Chiropractic Services: Acute Treatment


The Centers for Medicare & Medicaid Services (CMS) requires that claims submitted for treatment of subluxation contain HCPCS modifier AT to reflect services rendered providing active/corrective treatment to treat acute or chronic subluxation. Clinical documentation must be available upon request to support use of all modifiers.

Claims received for active/corrective therapy (CPT codes 98940, 98941 or 98942) that are not submitted with HCPCS modifier AT will be considered maintenance therapy and will be denied because maintenance chiropractic therapy is not considered medically reasonable or necessary under Medicare.

When services are rendered for maintenance therapy (services that seek to prevent disease, promote health, and prolong and enhance the quality of life, or maintain or prevent deterioration of a chronic condition) providers may wish to obtain an Advance Beneficiary Notice (ABN) from the patient and apply the HCPCS modifier GA. HCPCS Modifier GA indicates that you expect that Medicare will deny a service as not reasonable and necessary and that an ABN has been signed by the patient.

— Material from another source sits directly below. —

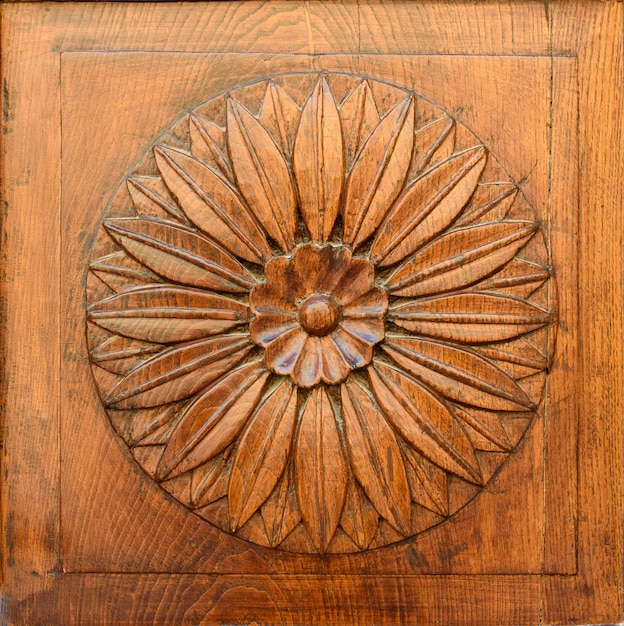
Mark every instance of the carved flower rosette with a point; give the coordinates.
(319, 313)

If you expect that Medicare will deny an item or service as not reasonable and necessary and the patient has not signed an ABN, submit HCPCS modifier GZ. Claim lines containing HCPCS modifier GZ will be automatically denied and will not be subject to complex medical review.  

Signature Requirements
Medicare requires the individual who ordered/provided services be clearly identified in the medical records. The signature for each entry must be legible and should include the practitioner’s first and last name and applicable credentials, e.g., P.A., D.O. or M.D. For more information about signatures, please refer to the article titled "Medicare Part B Medical Records: Signature Requirements, Acceptable and Unacceptable Practices."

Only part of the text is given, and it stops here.